Tão diversos, portanto, aqueles dois homens, com vidas tão distantes e tão distintas e, no entanto, haveriam de unir-se nos mesmos ideais, forjando fecundos laços, em que a amizade seria não mais que latência, qual leito de rio, percorrido por frondosas águas e se alarga aos percursos da corrente, sem do leito se procurar saber, assim, também, a amizade daqueles dois homens que, estando presente, a envolver suas vidas, dela não se davam conta, tão tomados estavam, um e outro, pelo desígnio maior de dar corpo e gesta aos nobres ideais da Revolução de Abril, a que dedicavam toda energia, não havendo lugar a outras vivências, cálidas que fossem, a não ser a generosa entrega à causa da emancipação do Povo do Concelho, estimulando e apoiando participação das populações resolução dos seus problemas concretos e na afirmação dos seus direitos e, nesse desígnio revolucionário “tirar o fascismo da cabeça das pessoas”, bem sabendo, um e outro, o proletário José Augusto Esquerdino e o intelectual Manuel Maria, quão limitadas as suas forças e frágeis as suas capacidades, perante a magnitude da tarefa, se não fossem escoradas na vontade colectiva, “aprendendo, aprendendo sempre” , como se a voz do poeta, fosse palavra de ordem
(…)
“Pra aqueles cujo tempo chegou
Nunca é tarde de mais!
Aprende o abc, não chega, mas
Aprende-o!
E não te enfades!
Começa! Tens de saber tudo!
Tens de tomar a chefia!”

É pois exigência de entendimento e da ordem das coisas narradas que se persigam os fios desatados para que se possam desvendar finalmente os laços e veios e, para além deles e do acaso de suas vidas, podem determinar seu carácter e unir homens tão diversos, em diversas pontas do tempo, como sejam José Augusto Esquerdino e Manuel Maria e que fatais razões do destino ou determinação da escrita poderão levar a que estes dois homens vão entroncar, como em águas matriciais, naquele local ignorado, algures em Terras do Demo.

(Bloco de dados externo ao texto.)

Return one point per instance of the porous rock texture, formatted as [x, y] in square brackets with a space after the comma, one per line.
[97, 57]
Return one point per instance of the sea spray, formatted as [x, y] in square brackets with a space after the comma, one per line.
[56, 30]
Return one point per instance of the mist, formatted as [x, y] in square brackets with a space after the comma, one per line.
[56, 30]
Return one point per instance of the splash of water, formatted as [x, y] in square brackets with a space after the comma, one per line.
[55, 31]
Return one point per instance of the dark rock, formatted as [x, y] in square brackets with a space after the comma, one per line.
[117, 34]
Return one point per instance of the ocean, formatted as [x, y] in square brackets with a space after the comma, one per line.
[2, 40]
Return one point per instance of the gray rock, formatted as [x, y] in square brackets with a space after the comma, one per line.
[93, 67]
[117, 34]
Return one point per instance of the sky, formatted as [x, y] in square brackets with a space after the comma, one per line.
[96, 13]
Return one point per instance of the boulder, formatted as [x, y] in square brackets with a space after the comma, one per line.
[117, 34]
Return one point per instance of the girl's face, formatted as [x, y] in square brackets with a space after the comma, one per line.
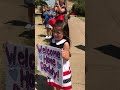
[61, 2]
[58, 34]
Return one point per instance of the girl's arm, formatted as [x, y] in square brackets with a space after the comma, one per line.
[66, 51]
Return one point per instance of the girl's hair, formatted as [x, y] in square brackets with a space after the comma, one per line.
[64, 27]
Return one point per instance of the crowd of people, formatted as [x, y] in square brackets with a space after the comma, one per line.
[57, 31]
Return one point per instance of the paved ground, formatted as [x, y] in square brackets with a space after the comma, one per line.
[77, 35]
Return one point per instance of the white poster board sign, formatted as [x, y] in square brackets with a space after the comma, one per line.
[20, 67]
[50, 62]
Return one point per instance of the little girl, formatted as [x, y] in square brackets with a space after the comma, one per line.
[61, 40]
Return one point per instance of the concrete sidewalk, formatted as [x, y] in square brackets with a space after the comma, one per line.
[77, 60]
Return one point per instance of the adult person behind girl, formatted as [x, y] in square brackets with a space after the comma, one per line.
[61, 40]
[60, 9]
[31, 11]
[48, 15]
[42, 12]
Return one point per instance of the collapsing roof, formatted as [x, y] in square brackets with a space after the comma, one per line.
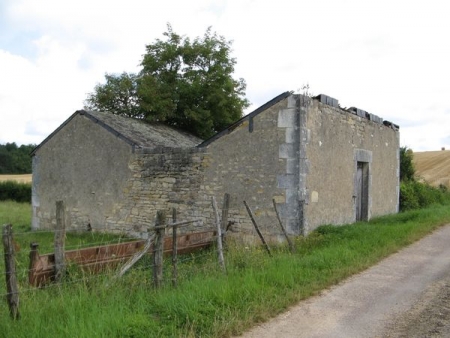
[137, 133]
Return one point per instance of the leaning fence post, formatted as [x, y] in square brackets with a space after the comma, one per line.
[257, 228]
[34, 257]
[219, 234]
[60, 235]
[174, 249]
[12, 296]
[225, 207]
[158, 247]
[291, 246]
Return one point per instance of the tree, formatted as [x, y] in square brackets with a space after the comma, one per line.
[14, 159]
[407, 170]
[118, 96]
[182, 83]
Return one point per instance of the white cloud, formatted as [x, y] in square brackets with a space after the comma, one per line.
[389, 58]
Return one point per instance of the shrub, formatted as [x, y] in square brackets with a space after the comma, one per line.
[15, 191]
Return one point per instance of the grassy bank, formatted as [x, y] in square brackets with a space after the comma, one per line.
[207, 302]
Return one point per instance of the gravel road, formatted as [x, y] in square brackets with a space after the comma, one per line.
[405, 295]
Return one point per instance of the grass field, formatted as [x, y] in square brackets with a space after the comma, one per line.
[18, 178]
[433, 166]
[206, 303]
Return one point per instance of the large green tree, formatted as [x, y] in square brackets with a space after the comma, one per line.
[14, 159]
[184, 83]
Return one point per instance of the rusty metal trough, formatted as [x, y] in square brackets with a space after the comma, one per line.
[99, 258]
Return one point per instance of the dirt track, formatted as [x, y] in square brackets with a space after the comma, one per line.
[405, 295]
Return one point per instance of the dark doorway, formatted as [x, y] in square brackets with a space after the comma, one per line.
[362, 191]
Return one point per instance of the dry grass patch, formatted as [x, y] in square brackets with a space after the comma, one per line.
[26, 178]
[433, 167]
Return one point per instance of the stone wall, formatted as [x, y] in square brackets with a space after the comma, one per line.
[336, 141]
[162, 179]
[85, 166]
[250, 163]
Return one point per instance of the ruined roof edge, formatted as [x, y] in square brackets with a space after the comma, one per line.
[234, 125]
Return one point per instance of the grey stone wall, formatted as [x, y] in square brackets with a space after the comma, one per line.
[298, 151]
[251, 163]
[336, 139]
[85, 166]
[162, 179]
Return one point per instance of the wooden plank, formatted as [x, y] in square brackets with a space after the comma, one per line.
[291, 245]
[137, 256]
[12, 296]
[225, 207]
[96, 259]
[174, 249]
[60, 234]
[257, 228]
[158, 248]
[219, 235]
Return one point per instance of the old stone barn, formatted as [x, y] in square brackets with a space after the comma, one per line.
[320, 163]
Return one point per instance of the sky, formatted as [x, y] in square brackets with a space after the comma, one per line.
[390, 58]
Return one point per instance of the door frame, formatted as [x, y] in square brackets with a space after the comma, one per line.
[362, 186]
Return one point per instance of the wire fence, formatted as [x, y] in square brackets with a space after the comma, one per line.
[179, 267]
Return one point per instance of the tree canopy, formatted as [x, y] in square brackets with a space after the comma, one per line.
[407, 170]
[14, 159]
[183, 83]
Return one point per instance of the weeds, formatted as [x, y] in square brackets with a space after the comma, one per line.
[207, 302]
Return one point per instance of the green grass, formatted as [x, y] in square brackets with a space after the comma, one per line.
[208, 303]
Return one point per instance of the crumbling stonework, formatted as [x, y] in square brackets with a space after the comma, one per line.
[321, 164]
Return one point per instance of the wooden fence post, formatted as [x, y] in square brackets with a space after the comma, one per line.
[34, 257]
[158, 248]
[291, 245]
[219, 234]
[60, 234]
[225, 207]
[174, 249]
[257, 228]
[12, 296]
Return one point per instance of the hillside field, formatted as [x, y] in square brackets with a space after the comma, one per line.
[26, 178]
[433, 166]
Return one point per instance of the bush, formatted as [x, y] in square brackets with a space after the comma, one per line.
[15, 191]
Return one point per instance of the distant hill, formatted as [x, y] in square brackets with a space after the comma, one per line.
[433, 166]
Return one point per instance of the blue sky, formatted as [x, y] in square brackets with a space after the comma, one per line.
[390, 58]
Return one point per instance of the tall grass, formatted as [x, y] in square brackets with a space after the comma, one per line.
[206, 302]
[15, 191]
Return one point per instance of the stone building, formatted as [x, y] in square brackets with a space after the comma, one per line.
[320, 163]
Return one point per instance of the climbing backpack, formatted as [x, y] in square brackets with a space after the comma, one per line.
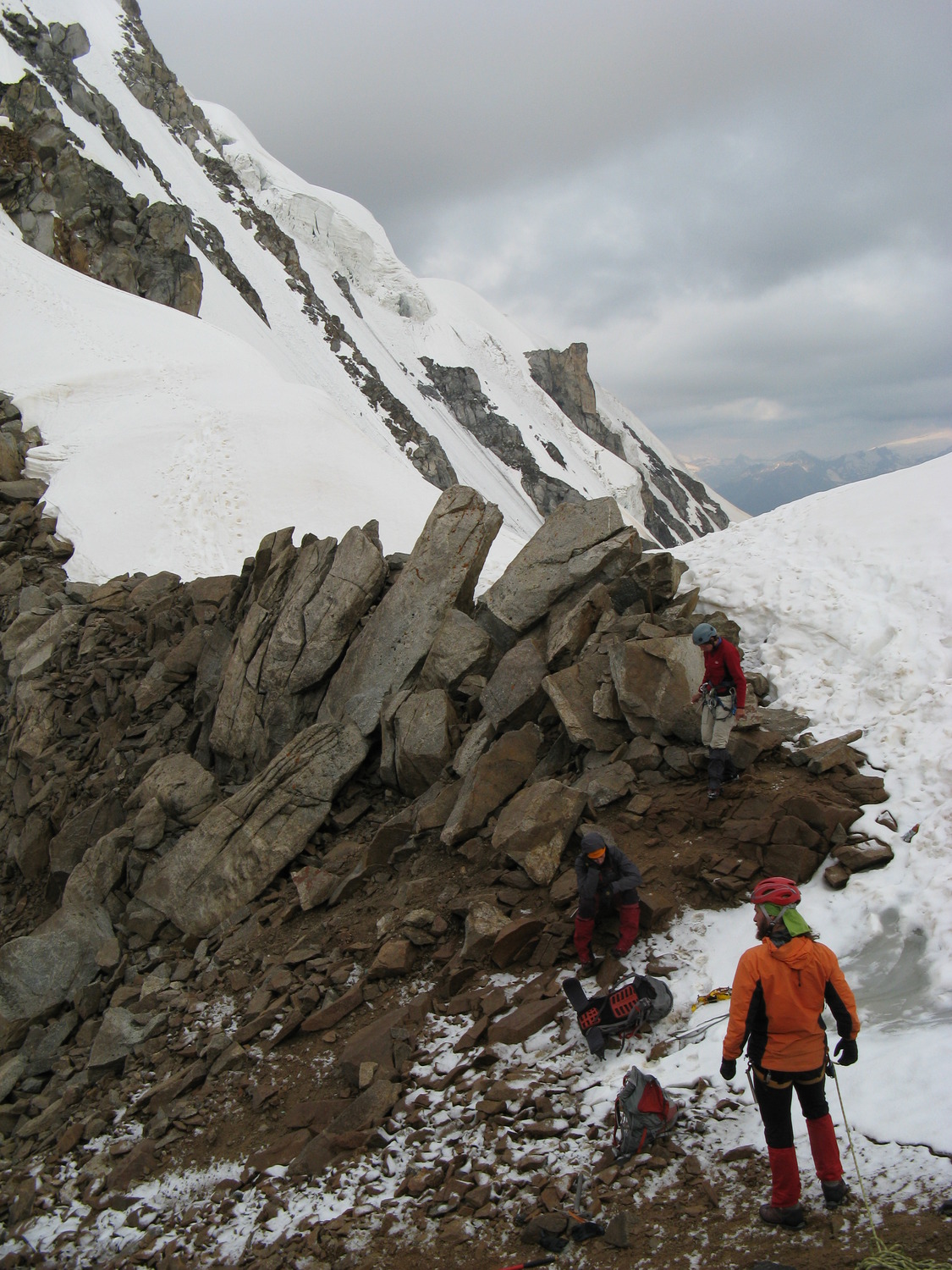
[642, 1113]
[621, 1013]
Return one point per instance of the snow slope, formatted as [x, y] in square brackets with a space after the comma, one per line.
[845, 602]
[251, 418]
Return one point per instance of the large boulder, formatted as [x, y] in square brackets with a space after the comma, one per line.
[573, 693]
[461, 648]
[576, 541]
[305, 605]
[569, 630]
[441, 574]
[99, 870]
[245, 841]
[183, 789]
[655, 680]
[41, 970]
[426, 736]
[535, 827]
[83, 831]
[482, 925]
[515, 691]
[493, 779]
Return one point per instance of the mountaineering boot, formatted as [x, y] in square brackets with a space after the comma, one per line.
[581, 939]
[825, 1152]
[784, 1206]
[629, 919]
[835, 1193]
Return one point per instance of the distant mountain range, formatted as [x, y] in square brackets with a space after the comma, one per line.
[759, 485]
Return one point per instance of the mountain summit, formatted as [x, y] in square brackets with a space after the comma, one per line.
[322, 378]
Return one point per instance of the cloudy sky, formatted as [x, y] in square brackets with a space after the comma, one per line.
[744, 207]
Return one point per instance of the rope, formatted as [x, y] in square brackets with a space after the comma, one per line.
[708, 998]
[886, 1256]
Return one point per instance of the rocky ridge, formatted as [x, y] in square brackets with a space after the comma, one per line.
[272, 841]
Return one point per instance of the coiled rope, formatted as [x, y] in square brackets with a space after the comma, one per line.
[886, 1256]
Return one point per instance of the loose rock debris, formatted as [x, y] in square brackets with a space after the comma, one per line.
[284, 931]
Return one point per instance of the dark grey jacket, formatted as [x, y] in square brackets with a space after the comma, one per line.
[616, 881]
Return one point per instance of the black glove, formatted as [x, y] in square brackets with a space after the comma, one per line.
[847, 1048]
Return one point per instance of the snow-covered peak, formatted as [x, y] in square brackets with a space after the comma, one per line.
[173, 201]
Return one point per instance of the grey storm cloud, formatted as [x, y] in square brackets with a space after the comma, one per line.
[741, 207]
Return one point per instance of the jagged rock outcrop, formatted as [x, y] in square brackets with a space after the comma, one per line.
[574, 545]
[46, 968]
[441, 574]
[245, 841]
[300, 611]
[459, 386]
[307, 896]
[71, 208]
[564, 376]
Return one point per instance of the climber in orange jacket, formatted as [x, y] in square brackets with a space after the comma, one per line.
[779, 996]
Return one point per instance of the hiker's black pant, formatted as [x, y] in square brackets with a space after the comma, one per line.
[776, 1102]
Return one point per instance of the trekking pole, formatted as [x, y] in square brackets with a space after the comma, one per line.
[886, 1256]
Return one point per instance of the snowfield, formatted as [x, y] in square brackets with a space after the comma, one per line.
[173, 442]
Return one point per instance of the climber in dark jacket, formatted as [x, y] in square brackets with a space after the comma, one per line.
[606, 878]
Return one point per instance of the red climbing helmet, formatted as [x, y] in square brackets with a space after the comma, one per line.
[776, 891]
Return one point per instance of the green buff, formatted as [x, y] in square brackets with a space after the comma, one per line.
[792, 919]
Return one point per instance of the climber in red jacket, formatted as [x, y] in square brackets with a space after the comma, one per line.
[724, 693]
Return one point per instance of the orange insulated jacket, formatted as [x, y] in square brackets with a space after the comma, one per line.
[777, 1000]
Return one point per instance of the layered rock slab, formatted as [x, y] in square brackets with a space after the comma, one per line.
[576, 541]
[304, 609]
[46, 968]
[441, 574]
[655, 680]
[493, 779]
[535, 827]
[244, 842]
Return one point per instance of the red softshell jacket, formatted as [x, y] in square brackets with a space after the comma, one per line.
[777, 1000]
[723, 671]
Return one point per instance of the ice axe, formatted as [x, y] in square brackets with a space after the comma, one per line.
[525, 1265]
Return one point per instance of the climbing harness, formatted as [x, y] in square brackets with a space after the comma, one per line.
[716, 701]
[707, 998]
[886, 1256]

E, nesta servidão da escrita, como escravo agarrado ao remo, e barco a rodopiar, entregue à força das correntes, sem contudo perder o rumo, teimando agora o escrevente em galgar o espaço e tempo, em larga passada, bem maior que a perna, extrair da oculta vibração das coisas e do (dis)curso dos acontecimentos matriciais, a matéria ígnea e as diversas linhas com que cozem ou se descosem os personagens.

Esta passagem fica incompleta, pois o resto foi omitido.